Namun, meski usaha perlawanan semakin kuat, korporasi tetap menguasai segalanya. Mereka memiliki pasukan keamanan pribadi, teknologi canggih, dan kekayaan tak terbatas.

Bab 5: Warisan yang Ditinggalkan

Tahun 2200, seratus tahun setelah kapitalisme murni diterapkan, dunia akhirnya runtuh karena perlawanan besar-besaran. Pemberontakan berhasil menggulingkan korporasi, tetapi dengan harga yang sangat mahal. Kota-kota yang dulu megah kini menjadi puing-puing, teknologi yang mereka miliki menjadi senjata penghancur massal yang tidak terkendali. Sejarah mencatat bahwa keruntuhan itu adalah harga dari sebuah sistem yang tidak pernah mengenal batasan.

Adam, yang kini berumur delapan puluh tahun, berdiri di antara reruntuhan. Dia memandang sekelilingnya, dunia yang dulu dipenuhi kilauan lampu-lampu neon kini sunyi dan hancur.

"Kita membangun dunia yang salah," katanya kepada Ava yang berdiri di sampingnya, kini sudah tua dan letih. "Kita terlalu sibuk mengejar keuntungan, hingga lupa apa itu artinya menjadi manusia."

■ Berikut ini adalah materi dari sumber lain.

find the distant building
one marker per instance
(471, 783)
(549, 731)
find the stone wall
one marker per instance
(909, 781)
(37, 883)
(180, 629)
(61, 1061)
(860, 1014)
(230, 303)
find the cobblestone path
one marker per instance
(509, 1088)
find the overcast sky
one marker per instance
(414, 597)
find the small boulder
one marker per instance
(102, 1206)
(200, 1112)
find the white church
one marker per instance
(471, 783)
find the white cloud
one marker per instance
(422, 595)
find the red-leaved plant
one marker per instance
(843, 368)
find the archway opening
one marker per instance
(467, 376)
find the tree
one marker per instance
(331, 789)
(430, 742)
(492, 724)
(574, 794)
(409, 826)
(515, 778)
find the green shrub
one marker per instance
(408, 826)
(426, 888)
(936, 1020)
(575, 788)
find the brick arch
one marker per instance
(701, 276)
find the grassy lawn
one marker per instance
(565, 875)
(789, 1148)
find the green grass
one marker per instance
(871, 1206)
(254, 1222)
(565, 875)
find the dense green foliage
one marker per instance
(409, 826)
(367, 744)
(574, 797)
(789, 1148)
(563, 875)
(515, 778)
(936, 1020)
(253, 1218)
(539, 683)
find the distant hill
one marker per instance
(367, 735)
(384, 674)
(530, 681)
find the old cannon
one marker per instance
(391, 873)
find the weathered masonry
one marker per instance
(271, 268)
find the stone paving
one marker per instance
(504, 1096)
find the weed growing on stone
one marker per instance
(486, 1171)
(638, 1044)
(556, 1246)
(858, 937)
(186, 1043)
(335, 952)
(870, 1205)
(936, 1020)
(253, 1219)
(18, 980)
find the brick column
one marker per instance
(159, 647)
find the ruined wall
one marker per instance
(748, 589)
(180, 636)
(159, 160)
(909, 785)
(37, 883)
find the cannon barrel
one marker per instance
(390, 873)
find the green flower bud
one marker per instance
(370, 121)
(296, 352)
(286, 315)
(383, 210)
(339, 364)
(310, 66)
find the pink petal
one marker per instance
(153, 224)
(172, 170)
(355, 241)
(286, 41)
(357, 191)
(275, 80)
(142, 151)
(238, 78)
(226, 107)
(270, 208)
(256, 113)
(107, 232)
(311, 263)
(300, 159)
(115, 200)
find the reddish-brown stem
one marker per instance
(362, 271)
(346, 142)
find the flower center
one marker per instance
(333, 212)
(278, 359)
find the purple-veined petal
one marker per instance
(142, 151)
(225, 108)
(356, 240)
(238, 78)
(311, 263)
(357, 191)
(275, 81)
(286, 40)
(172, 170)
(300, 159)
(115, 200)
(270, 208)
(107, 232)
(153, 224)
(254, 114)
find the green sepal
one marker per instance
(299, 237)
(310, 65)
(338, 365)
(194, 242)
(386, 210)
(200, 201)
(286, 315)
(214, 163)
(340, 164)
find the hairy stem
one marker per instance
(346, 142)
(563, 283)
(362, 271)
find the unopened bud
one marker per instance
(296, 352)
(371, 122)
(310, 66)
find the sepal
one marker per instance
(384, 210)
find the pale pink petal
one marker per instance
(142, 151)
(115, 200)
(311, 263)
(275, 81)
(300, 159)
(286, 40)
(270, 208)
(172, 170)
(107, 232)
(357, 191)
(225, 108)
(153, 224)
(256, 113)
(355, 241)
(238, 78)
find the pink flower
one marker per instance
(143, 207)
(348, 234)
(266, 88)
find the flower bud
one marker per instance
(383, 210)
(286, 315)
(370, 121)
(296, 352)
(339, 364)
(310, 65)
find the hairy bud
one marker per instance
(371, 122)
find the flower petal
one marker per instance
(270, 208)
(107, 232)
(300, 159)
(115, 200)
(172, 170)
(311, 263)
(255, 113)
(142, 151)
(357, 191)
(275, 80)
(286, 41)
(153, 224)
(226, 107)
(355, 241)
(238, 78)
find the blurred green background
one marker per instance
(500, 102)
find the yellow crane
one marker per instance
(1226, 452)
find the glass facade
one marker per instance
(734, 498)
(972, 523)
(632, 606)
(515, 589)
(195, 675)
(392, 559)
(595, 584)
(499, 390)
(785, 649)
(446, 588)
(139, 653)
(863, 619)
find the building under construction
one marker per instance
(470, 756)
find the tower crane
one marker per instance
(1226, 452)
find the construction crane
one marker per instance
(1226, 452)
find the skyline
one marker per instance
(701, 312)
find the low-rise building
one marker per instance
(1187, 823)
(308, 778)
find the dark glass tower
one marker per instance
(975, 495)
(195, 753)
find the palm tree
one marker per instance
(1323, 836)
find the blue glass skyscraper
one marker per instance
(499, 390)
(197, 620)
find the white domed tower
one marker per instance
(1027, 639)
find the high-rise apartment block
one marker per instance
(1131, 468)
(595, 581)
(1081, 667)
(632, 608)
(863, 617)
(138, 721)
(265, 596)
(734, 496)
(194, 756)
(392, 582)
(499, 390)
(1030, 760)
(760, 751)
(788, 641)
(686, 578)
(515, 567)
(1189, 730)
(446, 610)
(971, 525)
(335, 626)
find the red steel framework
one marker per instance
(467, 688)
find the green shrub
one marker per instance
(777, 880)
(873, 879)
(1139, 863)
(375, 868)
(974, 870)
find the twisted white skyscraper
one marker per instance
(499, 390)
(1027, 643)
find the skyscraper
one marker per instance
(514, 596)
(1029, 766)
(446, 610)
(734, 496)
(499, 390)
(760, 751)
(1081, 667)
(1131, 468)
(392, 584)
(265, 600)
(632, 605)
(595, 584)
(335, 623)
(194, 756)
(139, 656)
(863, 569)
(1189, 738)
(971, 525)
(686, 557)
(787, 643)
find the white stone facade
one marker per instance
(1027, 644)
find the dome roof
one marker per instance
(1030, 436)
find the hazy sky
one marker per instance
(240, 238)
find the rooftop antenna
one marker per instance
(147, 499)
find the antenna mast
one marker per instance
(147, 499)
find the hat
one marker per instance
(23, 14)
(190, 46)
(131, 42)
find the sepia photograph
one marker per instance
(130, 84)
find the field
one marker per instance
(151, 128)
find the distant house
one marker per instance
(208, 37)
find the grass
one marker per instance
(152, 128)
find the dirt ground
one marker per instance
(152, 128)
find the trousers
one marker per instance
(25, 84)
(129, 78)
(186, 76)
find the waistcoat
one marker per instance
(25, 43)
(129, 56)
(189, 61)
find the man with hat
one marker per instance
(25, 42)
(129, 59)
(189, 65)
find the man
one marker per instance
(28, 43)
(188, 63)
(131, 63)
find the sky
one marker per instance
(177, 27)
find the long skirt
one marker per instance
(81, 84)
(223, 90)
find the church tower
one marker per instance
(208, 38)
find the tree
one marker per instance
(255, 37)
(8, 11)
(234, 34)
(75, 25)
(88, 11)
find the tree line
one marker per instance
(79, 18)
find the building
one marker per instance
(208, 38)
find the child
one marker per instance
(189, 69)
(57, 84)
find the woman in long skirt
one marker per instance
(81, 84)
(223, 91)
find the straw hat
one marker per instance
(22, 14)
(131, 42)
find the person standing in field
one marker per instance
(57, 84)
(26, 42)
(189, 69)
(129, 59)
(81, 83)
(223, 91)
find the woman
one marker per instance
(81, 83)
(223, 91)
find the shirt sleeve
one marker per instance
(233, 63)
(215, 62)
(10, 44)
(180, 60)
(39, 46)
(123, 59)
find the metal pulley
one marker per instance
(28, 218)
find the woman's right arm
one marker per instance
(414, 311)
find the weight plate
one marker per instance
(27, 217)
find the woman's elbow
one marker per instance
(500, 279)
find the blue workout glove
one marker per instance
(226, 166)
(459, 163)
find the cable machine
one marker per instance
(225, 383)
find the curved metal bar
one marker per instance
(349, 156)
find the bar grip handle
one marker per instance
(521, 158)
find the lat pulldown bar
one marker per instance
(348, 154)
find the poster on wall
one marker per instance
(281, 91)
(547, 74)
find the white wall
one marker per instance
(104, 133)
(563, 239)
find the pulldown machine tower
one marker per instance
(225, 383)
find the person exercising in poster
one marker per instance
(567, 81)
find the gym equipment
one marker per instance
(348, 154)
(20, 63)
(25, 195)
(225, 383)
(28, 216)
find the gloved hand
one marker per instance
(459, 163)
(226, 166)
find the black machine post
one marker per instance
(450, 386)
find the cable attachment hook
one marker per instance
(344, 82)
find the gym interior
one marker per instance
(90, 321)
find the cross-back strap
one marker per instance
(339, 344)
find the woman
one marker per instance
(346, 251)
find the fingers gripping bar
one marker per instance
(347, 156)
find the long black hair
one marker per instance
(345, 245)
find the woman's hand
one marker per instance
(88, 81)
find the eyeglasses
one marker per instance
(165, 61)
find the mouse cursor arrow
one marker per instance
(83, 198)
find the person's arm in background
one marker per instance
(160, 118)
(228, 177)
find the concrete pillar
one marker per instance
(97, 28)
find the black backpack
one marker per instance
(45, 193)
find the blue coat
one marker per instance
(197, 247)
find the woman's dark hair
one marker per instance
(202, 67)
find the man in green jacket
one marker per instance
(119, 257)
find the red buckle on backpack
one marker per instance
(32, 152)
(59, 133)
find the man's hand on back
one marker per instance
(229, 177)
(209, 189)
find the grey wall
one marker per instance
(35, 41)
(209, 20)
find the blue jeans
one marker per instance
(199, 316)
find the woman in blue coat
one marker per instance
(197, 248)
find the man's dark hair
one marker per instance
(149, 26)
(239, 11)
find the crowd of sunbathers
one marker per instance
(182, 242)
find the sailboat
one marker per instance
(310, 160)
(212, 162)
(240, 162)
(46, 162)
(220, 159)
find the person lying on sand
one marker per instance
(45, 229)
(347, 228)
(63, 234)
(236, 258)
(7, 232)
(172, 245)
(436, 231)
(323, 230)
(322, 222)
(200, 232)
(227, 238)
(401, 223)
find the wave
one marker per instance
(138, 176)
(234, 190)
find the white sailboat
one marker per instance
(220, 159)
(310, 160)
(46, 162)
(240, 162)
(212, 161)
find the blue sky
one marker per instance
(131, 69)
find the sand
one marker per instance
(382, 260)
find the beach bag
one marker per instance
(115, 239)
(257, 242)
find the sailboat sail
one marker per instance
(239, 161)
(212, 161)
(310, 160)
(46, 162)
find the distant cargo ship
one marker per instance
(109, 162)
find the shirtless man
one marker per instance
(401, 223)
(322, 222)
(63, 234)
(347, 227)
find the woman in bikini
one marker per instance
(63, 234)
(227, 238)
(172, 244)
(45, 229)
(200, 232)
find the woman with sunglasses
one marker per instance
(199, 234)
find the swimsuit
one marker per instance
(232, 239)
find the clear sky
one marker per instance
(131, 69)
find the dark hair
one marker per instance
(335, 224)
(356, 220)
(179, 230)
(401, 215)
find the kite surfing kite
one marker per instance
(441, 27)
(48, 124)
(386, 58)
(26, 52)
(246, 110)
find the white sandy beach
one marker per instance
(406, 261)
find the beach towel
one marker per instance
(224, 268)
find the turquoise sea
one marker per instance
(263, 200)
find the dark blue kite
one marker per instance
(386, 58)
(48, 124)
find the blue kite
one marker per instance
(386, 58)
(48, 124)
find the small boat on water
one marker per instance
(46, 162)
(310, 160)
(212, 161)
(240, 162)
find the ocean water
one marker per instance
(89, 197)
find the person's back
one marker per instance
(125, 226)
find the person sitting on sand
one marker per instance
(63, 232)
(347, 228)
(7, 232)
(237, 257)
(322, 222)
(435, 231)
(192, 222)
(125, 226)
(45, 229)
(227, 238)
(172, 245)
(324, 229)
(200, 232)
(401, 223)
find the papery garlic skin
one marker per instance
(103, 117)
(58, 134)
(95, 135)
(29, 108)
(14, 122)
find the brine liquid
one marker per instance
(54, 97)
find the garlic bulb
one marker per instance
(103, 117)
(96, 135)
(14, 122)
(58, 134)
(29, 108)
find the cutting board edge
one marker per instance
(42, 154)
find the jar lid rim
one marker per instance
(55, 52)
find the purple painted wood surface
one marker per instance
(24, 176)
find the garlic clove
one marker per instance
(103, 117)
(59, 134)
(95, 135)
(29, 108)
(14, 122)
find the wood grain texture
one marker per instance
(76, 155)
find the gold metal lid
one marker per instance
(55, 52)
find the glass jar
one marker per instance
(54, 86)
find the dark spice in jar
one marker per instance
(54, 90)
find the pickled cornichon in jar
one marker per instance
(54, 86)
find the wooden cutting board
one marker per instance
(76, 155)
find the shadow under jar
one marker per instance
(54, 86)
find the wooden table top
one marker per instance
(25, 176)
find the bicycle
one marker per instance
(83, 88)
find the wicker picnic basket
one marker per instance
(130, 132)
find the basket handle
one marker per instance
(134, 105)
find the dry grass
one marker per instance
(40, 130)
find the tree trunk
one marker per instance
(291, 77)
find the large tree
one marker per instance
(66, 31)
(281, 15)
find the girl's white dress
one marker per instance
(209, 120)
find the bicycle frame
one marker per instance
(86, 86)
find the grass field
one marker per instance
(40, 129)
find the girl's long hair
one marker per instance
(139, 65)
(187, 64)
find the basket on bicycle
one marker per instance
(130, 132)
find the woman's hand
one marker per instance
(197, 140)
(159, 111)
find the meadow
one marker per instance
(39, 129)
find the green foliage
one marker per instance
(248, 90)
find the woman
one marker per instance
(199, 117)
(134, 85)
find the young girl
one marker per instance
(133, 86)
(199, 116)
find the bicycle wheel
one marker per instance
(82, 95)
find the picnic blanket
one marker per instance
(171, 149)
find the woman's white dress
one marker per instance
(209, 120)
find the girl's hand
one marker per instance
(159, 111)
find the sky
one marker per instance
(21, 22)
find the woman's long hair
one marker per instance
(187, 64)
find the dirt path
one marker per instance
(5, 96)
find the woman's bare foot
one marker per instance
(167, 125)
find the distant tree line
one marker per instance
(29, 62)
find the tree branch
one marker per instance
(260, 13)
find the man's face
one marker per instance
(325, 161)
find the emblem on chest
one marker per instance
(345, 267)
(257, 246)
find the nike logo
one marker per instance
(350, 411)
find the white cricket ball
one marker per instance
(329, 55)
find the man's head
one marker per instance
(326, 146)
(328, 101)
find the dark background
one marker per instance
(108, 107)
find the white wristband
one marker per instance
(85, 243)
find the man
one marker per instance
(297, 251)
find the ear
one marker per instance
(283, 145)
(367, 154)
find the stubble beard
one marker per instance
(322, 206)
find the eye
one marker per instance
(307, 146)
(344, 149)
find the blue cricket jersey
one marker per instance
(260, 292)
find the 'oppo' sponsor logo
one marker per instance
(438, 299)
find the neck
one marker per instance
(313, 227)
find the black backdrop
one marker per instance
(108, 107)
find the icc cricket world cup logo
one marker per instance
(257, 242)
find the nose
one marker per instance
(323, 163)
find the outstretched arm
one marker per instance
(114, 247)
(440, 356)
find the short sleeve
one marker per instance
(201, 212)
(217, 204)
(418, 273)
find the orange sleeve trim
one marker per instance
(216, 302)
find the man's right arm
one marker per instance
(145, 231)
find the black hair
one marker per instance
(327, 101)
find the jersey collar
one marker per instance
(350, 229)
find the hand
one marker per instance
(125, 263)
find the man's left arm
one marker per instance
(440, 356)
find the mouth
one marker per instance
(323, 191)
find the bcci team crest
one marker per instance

Ava mengangguk. "Tapi kita bisa memulai kembali," katanya. "Membangun dunia baru yang lebih adil. Mungkin kali ini, kita bisa belajar dari kesalahan."

Adam menatap ke kejauhan, matahari terbit perlahan di ufuk timur, menyinari puing-puing yang tersebar di tanah. Dunia ini mungkin telah kehilangan seratus tahun kemajuan, tapi mereka memiliki kesempatan untuk membangun kembali—dari awal, dengan pelajaran yang didapat dari keruntuhan masa lalu.